VITANOVA BIOMEDICAL’S CANCER THERAPY TECHNOLOGY PLATFORM IS CALLED LIGHT-ACTIVATED INTRACELLULAR ACIDOSIS (LAIA)
Vitanova Biomedical (VNB) has developed a proprietary energy-based technique to elicit cancer-specific intracellular acidosis. The foundation of VNB’s core technology combines three proven principles accepted in today’s cancer therapeutics:
- Intracellular acidosis kills cancer cells
- Compounds can be activated by specific wavelengths of light.

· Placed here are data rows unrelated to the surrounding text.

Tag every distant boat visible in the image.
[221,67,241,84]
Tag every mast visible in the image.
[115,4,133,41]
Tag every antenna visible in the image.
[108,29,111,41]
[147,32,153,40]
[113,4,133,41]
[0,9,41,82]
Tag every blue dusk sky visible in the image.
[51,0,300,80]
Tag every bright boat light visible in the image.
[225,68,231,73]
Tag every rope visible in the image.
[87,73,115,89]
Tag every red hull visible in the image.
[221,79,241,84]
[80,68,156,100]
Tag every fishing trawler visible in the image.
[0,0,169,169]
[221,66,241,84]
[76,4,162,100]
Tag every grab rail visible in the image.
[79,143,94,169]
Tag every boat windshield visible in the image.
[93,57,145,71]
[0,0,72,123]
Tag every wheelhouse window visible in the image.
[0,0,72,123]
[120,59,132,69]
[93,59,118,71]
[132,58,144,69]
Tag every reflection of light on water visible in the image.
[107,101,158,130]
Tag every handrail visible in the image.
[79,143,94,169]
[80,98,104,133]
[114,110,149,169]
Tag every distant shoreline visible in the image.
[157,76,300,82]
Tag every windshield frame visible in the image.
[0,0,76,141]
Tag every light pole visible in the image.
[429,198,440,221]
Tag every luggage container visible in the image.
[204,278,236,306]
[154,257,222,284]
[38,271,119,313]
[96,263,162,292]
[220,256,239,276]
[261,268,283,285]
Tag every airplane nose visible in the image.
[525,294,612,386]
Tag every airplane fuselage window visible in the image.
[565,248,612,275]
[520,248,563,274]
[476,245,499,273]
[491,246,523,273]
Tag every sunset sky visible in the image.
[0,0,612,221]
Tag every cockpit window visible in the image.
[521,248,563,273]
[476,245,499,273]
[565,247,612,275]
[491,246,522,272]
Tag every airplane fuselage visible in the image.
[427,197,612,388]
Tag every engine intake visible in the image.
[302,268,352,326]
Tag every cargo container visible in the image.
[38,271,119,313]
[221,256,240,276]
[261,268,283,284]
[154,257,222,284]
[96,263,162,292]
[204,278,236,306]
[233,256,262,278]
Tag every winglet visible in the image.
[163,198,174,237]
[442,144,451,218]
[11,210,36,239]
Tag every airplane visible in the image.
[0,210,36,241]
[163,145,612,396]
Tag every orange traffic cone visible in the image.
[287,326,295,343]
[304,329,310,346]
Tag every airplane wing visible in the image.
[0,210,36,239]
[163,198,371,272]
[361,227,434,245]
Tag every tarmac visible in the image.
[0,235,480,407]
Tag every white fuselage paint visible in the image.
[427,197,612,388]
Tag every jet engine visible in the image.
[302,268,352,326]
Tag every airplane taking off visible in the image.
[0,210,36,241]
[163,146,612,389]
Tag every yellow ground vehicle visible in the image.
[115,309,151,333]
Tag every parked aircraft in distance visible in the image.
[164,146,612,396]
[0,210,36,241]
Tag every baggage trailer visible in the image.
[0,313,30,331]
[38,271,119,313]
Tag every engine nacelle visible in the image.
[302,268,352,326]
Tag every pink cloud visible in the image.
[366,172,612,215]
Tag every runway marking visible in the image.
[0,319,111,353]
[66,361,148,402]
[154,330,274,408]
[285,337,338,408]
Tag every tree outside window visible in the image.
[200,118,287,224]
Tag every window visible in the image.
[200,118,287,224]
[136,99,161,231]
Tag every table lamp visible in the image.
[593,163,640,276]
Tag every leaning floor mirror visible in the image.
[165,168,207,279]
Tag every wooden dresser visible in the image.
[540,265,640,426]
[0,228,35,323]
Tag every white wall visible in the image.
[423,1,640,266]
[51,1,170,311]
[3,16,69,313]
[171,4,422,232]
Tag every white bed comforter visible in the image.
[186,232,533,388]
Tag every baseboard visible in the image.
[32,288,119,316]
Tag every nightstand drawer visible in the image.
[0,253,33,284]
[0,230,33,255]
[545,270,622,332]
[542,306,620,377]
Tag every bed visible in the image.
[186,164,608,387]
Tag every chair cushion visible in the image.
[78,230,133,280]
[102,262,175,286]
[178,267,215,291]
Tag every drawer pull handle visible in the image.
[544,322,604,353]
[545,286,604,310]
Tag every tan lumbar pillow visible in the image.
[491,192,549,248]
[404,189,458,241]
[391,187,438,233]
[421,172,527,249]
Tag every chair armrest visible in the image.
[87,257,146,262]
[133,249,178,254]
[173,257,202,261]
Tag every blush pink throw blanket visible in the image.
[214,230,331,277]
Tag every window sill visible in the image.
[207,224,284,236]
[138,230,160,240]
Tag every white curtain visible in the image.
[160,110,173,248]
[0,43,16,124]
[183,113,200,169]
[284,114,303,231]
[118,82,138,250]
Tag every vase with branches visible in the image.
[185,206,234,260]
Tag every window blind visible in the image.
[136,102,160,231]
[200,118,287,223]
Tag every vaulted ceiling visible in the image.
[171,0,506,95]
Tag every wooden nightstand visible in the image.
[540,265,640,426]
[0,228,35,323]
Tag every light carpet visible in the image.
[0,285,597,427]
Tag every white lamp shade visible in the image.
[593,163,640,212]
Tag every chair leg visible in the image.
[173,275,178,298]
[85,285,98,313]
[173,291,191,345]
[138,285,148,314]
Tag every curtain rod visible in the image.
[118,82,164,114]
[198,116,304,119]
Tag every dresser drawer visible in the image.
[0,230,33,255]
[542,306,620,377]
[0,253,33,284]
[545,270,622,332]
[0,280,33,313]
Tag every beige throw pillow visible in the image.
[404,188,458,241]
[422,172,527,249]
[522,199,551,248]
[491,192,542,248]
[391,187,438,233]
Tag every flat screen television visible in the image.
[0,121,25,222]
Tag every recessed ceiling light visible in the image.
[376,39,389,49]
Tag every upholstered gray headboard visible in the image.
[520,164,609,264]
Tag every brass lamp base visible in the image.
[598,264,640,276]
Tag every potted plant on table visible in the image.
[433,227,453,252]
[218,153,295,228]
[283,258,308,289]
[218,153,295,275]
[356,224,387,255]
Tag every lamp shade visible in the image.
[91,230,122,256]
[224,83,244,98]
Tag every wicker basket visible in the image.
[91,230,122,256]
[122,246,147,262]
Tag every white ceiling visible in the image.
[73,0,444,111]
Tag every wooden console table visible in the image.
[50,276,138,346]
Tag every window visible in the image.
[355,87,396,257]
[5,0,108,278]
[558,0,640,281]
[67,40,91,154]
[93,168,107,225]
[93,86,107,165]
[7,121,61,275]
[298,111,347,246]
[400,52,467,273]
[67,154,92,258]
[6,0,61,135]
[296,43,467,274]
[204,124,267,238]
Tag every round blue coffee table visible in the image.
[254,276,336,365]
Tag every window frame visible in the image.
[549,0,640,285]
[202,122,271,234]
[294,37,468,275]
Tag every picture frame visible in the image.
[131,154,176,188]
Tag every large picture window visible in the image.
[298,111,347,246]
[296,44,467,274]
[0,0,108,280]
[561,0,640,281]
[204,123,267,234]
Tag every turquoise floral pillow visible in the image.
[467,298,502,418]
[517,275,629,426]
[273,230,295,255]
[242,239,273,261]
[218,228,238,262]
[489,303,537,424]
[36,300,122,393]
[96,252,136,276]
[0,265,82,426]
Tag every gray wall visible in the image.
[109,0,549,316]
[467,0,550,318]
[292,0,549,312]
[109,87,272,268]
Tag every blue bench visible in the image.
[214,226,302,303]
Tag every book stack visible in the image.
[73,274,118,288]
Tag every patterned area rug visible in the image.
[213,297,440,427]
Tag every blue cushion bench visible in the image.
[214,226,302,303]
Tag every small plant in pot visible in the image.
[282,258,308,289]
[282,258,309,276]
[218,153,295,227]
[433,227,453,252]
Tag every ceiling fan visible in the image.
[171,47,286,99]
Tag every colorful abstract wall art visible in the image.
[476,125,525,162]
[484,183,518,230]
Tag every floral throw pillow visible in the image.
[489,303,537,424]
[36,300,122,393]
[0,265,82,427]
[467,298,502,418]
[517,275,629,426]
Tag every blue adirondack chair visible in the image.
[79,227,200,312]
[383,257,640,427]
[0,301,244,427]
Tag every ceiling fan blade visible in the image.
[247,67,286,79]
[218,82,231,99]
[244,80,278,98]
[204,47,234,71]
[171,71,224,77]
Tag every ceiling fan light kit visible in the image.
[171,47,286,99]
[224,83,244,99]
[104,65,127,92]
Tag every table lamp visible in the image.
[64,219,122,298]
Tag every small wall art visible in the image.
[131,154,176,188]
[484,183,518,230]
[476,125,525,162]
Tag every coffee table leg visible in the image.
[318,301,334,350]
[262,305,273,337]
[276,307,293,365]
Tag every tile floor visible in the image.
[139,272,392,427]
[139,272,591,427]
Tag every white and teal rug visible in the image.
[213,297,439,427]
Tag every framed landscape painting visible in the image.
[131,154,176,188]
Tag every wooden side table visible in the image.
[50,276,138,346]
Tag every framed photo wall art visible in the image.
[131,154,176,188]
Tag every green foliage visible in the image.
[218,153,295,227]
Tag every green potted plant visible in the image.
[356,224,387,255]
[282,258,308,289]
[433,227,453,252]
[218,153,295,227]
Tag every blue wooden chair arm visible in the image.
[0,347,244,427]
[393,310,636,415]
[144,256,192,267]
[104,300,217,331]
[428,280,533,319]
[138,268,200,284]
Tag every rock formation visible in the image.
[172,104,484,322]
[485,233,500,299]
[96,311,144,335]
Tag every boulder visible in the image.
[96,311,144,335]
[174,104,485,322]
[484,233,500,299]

- Nanoparticles can be actively targeted to only cancer using antibody/antigen conjugation
Rapid intracellular acidosis is achieved by the light-activation of VNB’s lead compound (VNBp-1), a yttrium (Yt) and thulium (Tm+) based upconverting nanoparticle (UCNP) conjugated to nitrobenzaldehyde (NBA), an acid donor that releases hydrogen ions in response to ultraviolet light. VNBp-1 is formulated to become photo-activated by deep-penetrating 980 nm near infrared light, which it then converts the 980 nm light to the ultraviolet light needed to release protons from NBA. VNBp-1 is also conjugated to prostate specific membrane antibody (PSMAb), which will selectively bind to prostate specific membrane antigen (PSMA) found only on the surface of prostate cancer cells. Once bound to the antigen, VNBp-1 will undergo endocytosis and become internalized in the prostate cancer cells.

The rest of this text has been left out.